StevenBlack / hosts

🔒 Consolidating and extending hosts files from several well-curated sources. Optionally pick extensions for porn, social media, and other categories.
MIT License
26.64k stars 2.21k forks source link

do you plan to include these hosts in future? #445

Closed udit-001 closed 6 years ago

udit-001 commented 6 years ago

All the sub categories available under this : hpHosts

welcome[bot] commented 6 years ago

Hello! Thank you for opening your first issue in this repo. It’s people like you who make these host files better!

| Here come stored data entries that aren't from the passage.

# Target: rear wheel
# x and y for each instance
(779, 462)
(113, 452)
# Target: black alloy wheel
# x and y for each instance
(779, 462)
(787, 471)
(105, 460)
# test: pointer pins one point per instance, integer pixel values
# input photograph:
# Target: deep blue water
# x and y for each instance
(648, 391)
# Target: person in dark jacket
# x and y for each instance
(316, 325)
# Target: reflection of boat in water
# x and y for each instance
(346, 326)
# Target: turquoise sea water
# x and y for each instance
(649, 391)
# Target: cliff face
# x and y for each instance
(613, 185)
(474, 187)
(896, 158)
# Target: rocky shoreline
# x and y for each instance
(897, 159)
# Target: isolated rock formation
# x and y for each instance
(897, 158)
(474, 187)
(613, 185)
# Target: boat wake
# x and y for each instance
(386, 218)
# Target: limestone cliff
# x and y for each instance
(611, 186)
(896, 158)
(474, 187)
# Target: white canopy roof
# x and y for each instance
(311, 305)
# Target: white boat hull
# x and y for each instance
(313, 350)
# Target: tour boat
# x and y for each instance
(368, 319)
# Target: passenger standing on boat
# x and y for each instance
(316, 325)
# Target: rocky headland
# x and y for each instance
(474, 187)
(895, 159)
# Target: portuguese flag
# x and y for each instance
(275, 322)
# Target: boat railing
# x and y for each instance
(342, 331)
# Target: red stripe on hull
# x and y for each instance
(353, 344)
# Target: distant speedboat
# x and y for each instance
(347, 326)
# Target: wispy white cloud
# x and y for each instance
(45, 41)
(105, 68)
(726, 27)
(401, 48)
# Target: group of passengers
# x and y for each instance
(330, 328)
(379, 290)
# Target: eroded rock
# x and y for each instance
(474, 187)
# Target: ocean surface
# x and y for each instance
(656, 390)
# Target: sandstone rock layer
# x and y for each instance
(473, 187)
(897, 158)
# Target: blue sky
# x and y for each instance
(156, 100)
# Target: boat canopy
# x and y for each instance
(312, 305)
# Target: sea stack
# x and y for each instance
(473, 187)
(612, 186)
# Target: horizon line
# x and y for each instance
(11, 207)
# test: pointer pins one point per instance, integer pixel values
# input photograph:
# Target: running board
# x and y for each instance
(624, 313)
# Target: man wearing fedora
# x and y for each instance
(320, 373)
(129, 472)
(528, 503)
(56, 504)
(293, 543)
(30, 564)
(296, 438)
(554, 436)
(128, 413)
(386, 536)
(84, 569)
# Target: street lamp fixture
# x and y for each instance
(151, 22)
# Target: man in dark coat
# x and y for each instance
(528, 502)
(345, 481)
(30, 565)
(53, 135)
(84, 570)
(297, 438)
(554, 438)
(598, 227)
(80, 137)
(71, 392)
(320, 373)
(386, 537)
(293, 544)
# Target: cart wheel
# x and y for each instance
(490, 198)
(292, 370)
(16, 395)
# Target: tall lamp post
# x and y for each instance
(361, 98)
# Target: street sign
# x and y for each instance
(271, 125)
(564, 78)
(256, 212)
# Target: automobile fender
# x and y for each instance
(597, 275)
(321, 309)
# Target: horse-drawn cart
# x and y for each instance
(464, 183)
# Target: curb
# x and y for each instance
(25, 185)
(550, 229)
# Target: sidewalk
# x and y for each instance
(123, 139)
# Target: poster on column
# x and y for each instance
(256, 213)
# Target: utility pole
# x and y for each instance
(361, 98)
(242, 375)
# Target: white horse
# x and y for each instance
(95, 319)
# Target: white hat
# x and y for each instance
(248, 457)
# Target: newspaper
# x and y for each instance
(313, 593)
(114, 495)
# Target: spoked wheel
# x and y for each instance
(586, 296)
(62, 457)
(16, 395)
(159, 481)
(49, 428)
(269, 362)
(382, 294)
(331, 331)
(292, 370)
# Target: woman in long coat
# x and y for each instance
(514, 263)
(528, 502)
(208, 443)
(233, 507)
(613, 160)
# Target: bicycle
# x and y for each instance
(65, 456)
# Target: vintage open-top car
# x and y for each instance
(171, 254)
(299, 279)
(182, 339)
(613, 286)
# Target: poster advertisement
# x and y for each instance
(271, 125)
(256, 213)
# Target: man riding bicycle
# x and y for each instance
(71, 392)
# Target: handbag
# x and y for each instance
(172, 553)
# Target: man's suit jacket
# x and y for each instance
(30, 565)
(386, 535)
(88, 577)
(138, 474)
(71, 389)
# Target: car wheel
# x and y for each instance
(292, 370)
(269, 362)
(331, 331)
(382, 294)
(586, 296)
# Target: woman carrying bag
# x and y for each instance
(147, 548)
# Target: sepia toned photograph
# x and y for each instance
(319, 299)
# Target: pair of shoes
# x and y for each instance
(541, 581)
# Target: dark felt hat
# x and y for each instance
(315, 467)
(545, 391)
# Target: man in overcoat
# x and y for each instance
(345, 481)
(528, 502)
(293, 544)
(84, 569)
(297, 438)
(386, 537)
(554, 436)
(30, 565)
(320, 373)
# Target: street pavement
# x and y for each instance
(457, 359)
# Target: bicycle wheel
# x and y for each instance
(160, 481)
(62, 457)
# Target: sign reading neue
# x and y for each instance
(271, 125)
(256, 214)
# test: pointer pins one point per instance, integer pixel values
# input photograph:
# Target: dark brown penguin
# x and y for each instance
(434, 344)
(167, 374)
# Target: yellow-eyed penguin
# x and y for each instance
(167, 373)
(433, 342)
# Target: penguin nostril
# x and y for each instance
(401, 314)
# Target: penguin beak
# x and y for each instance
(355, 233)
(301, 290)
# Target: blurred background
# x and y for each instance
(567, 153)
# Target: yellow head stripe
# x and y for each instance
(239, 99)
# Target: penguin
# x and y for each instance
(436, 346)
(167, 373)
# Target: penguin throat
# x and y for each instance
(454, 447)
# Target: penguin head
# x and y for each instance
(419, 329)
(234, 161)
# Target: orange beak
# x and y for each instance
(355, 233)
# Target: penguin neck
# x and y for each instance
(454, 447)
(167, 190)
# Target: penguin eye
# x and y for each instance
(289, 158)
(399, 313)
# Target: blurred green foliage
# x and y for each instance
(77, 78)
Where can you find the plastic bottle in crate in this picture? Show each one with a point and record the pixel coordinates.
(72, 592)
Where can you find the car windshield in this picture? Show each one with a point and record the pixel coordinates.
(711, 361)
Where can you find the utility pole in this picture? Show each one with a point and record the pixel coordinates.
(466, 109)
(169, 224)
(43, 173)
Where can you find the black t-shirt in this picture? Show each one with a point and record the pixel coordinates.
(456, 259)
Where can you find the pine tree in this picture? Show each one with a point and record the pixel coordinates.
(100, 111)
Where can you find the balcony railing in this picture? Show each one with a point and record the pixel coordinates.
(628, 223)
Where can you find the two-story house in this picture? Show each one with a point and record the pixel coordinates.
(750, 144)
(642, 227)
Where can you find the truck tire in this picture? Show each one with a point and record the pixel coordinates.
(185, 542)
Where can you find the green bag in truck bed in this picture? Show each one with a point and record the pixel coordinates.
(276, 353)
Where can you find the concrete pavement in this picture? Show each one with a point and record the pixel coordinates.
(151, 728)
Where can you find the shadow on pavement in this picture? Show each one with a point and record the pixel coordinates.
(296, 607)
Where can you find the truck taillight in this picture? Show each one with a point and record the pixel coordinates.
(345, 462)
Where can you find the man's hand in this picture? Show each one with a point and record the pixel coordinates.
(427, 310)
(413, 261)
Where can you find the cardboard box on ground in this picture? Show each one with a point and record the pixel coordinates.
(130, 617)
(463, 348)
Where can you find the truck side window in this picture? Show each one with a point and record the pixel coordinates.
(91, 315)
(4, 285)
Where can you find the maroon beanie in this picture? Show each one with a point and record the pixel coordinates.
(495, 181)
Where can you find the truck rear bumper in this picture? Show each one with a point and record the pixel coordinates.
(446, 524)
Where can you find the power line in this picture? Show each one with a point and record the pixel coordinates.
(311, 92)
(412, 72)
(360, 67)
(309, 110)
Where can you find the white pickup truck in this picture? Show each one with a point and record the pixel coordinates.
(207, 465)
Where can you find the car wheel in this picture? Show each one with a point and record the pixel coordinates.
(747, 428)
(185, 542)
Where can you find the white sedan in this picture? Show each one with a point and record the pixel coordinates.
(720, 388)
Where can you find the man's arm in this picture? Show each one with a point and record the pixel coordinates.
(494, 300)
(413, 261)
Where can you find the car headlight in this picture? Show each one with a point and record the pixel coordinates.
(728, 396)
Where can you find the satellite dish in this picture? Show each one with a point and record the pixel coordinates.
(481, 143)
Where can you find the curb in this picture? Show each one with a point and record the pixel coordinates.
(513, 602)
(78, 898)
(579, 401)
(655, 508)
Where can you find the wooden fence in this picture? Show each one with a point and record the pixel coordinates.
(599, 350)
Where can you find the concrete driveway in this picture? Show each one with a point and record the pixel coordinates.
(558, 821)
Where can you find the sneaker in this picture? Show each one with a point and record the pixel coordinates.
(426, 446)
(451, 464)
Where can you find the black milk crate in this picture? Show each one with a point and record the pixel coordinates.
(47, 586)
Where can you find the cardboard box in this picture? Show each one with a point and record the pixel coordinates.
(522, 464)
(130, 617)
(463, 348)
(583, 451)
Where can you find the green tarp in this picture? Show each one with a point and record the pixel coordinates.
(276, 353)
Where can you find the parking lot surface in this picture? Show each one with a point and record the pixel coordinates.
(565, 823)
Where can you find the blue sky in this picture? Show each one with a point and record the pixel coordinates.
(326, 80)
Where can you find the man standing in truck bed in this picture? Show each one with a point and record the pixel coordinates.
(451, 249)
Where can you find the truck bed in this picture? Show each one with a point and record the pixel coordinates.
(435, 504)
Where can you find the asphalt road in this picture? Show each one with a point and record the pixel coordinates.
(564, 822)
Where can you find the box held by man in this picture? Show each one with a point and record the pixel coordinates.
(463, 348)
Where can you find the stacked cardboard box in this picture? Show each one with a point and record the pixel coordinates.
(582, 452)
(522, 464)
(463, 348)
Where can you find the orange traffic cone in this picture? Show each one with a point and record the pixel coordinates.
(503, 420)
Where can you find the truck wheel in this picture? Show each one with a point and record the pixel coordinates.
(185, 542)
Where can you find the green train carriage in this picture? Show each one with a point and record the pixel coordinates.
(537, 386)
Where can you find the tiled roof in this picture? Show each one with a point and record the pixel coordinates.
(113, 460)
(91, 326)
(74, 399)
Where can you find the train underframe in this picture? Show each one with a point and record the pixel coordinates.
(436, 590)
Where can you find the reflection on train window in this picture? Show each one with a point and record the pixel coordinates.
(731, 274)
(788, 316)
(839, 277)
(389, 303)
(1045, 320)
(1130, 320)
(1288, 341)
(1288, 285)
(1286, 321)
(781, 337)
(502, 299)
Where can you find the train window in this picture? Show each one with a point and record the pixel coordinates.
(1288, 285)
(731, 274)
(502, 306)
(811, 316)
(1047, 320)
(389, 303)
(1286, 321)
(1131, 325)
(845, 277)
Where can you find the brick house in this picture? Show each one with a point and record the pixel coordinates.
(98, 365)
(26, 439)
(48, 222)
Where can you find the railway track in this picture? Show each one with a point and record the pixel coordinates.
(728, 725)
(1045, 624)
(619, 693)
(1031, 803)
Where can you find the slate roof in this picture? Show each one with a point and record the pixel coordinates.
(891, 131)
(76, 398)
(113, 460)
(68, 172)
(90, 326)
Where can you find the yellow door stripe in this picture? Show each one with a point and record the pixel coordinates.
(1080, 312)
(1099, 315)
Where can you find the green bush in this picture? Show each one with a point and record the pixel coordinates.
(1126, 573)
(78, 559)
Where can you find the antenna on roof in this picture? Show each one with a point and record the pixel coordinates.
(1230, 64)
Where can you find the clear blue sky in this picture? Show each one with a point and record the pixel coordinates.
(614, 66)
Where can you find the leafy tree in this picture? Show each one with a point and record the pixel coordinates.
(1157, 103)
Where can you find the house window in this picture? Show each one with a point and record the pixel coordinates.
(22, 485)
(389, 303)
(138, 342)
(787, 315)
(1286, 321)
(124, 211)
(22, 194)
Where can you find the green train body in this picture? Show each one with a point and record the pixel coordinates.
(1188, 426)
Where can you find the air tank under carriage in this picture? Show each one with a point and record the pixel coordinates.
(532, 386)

ScriptTiger commented 6 years ago

We only include hosts which are actively curated to keep our list as streamlined and efficient as possible, keeping in mind this list has also seen use in some integrated systems. So if those hosts should happen upon our actively curated lists, we will include them. Otherwise, we don't import bulk lists that do not maintain a high degree of curation, as this is counter to the mission statement of the repository.

udit-001 commented 6 years ago

The classified files over there are refreshed far more often rather than the month to month hosts.txt files that they upload, you can incorporate those smaller files. Furthermore, indeed, you're right about excluding the bulk ones that are not frequently updated.

ScriptTiger commented 6 years ago

A simple test we could perform is diff the lists from month to month to get a better feel for the curation happening here. Most of the time they are simply adding and not checking or pruning older invalid entries, which is the key to our list.

There would also be a terms of use issue we would have to work out, as any redistribution of their data requires their expressed permission.

udit-001 commented 6 years ago

Besides, would you be able to reveal some insight into how would you check for invalid entries and more seasoned ones? Do you do it physically or utilize some kinda program or a product?

ScriptTiger commented 6 years ago

And just to pose a possible solution to the above problems, after contacting Malwarebytes about the redistribution of their data for an open-source project and procuring their permission, I am sure a diff study over a reasonable period of time would be welcomed. A "reasonable period of time" being defined by Steven. After the said study is conducted and the results posted here, we can then have more to work with and make a definitive decision backed up by the facts. So if anyone is willing to take this on, I am sure it would be a welcomed project.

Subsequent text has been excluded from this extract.